New Idea For The Green Party - Cap And Trade For Liquid Fuels

Now this idea, which we have stolen in full from the Wall Street Journal will not do much for the price as a fall in New Zealand demand will have zero impact on a global market we should not let this worry us. The emissions trading scheme proposed by the Government will probably result in an increase in global emissions thanks to business choosing to leave carbon efficient New Zealand to less efficient countries. But if it increases the pace of introduction of electric cars and a better public transport system in Auckland then we are all for it.

Although the Senate's recent attempt to introduce a cap-and-trade system for carbon crashed and burned when it collided with $4 per gallon gasoline, fear not. Some in Congress are fearlessly tilting at another windmill: the "windfall" profits earned by oil companies.
Unfortunately, by reducing supplies, a windfall profits tax will only lead to even higher prices. Still, if Congress really wants to "do something" about high gasoline prices and global warming, it can always try rationing.
To lower gasoline prices permanently, you can reduce demand, increase supply, or do both. Congress long ago capped supplies by proclaiming from on high: Drillest thou not offshore, nor in ANWR. The next obvious step for our solons is to cap demand by rationing gasoline, and then gradually reduce the quantity of ration coupons.
"Trading" in coupons would be encouraged to ensure gasoline is allocated to uses of only the highest value. So Congress could reserve quantities of ration coupons for key lobbyists and their clients.
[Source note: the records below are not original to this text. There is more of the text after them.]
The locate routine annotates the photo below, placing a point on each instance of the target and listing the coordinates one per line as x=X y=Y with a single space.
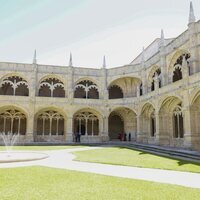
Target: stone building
x=156 y=97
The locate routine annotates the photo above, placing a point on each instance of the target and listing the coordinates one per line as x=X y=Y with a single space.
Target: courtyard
x=80 y=172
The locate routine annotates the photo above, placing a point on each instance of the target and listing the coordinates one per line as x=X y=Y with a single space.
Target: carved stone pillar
x=69 y=133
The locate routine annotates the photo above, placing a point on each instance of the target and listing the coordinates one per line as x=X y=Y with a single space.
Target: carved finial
x=143 y=56
x=104 y=62
x=185 y=68
x=191 y=15
x=34 y=57
x=70 y=60
x=162 y=38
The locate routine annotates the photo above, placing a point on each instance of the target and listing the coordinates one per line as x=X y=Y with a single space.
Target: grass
x=130 y=157
x=41 y=183
x=41 y=148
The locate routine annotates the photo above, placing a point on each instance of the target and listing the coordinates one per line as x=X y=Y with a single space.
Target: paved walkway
x=63 y=159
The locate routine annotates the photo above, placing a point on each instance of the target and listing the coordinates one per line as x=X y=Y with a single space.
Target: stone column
x=157 y=118
x=164 y=76
x=139 y=137
x=193 y=47
x=188 y=138
x=69 y=133
x=105 y=134
x=30 y=128
x=138 y=90
x=70 y=85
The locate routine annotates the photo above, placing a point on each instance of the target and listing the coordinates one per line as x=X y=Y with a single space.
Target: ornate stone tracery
x=86 y=89
x=86 y=123
x=50 y=123
x=14 y=85
x=13 y=121
x=51 y=87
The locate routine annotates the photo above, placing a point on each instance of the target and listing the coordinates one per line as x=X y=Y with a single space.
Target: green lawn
x=129 y=157
x=40 y=148
x=41 y=183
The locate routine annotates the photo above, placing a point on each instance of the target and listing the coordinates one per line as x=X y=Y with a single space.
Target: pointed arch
x=86 y=89
x=13 y=120
x=14 y=85
x=175 y=67
x=122 y=122
x=51 y=86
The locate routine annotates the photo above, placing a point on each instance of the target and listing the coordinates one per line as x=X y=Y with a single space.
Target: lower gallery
x=155 y=99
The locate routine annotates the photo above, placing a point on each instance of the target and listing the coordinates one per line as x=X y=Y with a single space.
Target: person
x=79 y=137
x=125 y=137
x=76 y=137
x=129 y=137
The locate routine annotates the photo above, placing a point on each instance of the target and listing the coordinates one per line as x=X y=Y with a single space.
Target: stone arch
x=121 y=121
x=96 y=82
x=154 y=75
x=87 y=122
x=171 y=120
x=14 y=85
x=51 y=86
x=124 y=87
x=148 y=123
x=50 y=125
x=175 y=69
x=13 y=120
x=86 y=89
x=195 y=117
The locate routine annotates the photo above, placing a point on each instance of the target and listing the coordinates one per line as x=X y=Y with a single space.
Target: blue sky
x=87 y=28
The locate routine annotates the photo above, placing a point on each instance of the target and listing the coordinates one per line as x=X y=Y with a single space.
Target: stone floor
x=63 y=159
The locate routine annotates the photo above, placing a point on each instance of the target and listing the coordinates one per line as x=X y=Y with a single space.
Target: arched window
x=115 y=92
x=156 y=75
x=177 y=72
x=116 y=126
x=14 y=85
x=86 y=123
x=141 y=90
x=153 y=124
x=51 y=87
x=50 y=123
x=178 y=122
x=13 y=121
x=86 y=90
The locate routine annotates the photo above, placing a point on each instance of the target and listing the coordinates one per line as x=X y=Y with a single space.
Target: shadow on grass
x=180 y=162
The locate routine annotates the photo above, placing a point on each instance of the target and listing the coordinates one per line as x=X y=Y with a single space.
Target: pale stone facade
x=156 y=98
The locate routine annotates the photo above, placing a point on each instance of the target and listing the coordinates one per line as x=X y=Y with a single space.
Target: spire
x=191 y=15
x=104 y=62
x=162 y=38
x=34 y=57
x=184 y=62
x=142 y=56
x=70 y=60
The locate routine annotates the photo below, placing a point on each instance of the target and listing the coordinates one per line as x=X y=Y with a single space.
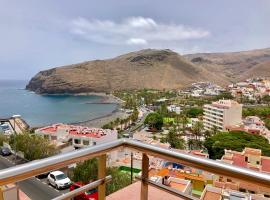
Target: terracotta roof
x=133 y=191
x=209 y=195
x=265 y=164
x=239 y=160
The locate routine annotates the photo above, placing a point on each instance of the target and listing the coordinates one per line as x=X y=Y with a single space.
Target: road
x=34 y=188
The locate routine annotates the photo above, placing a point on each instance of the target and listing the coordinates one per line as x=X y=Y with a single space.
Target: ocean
x=40 y=110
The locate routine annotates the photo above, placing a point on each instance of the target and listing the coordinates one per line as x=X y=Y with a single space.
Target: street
x=34 y=188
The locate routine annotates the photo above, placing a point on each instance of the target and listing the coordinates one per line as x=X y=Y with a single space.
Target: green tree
x=175 y=140
x=194 y=112
x=3 y=139
x=266 y=99
x=194 y=144
x=33 y=146
x=235 y=140
x=267 y=123
x=197 y=129
x=154 y=121
x=87 y=172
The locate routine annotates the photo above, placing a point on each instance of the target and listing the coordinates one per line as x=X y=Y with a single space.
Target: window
x=85 y=142
x=242 y=190
x=77 y=141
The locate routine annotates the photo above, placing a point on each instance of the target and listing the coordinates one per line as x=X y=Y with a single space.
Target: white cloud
x=134 y=31
x=136 y=41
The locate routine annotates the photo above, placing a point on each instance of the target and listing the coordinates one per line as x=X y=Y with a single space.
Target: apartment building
x=221 y=114
x=248 y=158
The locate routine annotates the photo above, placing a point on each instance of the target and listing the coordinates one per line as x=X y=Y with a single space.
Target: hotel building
x=221 y=114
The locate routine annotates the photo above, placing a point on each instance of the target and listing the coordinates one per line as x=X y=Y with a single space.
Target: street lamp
x=14 y=127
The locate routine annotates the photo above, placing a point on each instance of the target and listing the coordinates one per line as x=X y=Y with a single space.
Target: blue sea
x=39 y=110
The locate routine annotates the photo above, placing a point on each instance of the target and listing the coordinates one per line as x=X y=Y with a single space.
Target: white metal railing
x=27 y=170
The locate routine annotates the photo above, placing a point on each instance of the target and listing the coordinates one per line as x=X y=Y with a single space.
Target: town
x=190 y=121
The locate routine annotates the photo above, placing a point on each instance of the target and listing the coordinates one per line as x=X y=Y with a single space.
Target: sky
x=37 y=35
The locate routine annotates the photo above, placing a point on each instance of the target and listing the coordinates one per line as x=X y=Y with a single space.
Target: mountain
x=234 y=66
x=152 y=69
Environmentalists could buy up coupons and "retire" them, lowering gasoline sales even more. Refineries could continue to produce gasoline, but as consumer demand would be sharply limited (and declining), oil companies would be forced to reduce the prices they charge. No more windfall profits! And lower carbon emissions!
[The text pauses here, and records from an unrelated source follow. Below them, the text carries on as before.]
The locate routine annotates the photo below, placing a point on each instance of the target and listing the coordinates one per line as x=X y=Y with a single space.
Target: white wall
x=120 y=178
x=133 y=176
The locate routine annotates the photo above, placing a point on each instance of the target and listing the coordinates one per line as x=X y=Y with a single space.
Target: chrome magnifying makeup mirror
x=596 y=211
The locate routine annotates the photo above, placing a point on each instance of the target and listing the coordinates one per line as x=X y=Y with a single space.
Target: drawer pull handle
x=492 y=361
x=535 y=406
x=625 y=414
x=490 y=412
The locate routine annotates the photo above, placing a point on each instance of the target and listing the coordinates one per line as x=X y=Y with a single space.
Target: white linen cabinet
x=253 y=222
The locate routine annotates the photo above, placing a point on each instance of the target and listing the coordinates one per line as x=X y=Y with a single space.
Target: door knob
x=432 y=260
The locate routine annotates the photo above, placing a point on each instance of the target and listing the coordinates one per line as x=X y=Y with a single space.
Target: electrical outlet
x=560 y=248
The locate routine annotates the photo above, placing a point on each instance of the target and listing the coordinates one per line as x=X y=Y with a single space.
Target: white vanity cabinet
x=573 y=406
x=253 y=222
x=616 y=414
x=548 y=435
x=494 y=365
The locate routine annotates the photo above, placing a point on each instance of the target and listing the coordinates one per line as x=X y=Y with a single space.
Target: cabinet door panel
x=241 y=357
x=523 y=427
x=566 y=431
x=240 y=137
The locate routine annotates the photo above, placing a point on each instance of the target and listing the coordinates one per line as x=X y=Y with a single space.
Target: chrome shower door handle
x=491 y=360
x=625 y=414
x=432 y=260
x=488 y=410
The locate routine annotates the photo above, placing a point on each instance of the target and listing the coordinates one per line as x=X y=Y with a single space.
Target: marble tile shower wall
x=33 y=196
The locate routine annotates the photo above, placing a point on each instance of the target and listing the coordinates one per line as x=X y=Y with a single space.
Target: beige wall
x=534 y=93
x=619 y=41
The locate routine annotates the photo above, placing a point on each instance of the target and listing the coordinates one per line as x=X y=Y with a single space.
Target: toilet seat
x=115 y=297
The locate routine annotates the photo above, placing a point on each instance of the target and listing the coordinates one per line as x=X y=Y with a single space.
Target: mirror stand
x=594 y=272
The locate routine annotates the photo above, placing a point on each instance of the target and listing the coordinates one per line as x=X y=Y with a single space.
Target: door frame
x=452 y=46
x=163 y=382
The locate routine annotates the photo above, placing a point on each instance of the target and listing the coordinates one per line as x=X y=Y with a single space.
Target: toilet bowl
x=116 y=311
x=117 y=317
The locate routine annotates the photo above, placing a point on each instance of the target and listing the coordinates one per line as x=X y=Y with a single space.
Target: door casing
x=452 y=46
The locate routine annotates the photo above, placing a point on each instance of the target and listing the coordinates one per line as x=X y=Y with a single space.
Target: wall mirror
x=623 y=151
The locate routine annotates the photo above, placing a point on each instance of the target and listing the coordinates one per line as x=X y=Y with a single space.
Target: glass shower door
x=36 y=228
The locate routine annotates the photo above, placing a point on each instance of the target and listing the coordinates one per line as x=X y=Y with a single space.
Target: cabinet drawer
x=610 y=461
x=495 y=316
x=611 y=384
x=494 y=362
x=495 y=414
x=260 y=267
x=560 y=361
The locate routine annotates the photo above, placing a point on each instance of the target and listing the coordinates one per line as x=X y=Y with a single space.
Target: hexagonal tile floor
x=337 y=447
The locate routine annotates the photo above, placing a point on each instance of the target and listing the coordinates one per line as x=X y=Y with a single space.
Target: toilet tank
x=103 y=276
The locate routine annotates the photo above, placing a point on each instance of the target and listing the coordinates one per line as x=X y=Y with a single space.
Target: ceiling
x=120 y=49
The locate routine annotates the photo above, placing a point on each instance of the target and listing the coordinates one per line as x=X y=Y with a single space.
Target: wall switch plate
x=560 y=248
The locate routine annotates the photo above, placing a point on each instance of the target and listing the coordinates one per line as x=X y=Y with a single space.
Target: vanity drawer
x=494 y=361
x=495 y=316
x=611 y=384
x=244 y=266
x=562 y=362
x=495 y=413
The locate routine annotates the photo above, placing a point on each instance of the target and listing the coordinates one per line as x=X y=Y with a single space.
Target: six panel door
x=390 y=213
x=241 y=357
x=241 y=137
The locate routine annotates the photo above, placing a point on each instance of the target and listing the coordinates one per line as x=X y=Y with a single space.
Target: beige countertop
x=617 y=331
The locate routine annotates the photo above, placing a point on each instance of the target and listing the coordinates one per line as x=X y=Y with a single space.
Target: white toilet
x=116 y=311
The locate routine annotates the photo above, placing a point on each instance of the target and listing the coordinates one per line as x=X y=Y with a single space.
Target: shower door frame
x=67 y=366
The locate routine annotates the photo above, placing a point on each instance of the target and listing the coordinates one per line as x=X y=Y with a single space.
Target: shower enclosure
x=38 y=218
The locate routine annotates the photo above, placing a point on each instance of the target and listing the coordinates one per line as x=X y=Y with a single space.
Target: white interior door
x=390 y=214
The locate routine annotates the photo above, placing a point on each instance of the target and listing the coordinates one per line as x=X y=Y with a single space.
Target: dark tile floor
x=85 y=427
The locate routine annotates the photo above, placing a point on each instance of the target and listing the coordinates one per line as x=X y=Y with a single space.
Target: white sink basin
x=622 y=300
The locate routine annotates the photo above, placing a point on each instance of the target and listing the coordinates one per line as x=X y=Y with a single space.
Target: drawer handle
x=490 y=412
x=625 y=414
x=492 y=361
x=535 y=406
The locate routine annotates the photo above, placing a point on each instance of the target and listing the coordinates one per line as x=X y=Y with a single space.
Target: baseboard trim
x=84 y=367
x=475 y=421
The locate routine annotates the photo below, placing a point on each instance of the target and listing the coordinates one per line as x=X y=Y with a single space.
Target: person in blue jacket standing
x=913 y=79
For legislators and environmentalists – if not average citizens – this plan has other virtues: As ration coupons are reduced, consumers would increasingly clamor for more electric cars, cars that ran on French-fry oil, and "flex-fuel" cars that burn everything from gasoline to garbage. Eventually, gasoline could just be banned, reducing prices to zero and eliminating all ill-gotten profits.
And if Congress then had to tackle French-fry oil speculators and impose a windfall profits tax on Big Spud, well why not?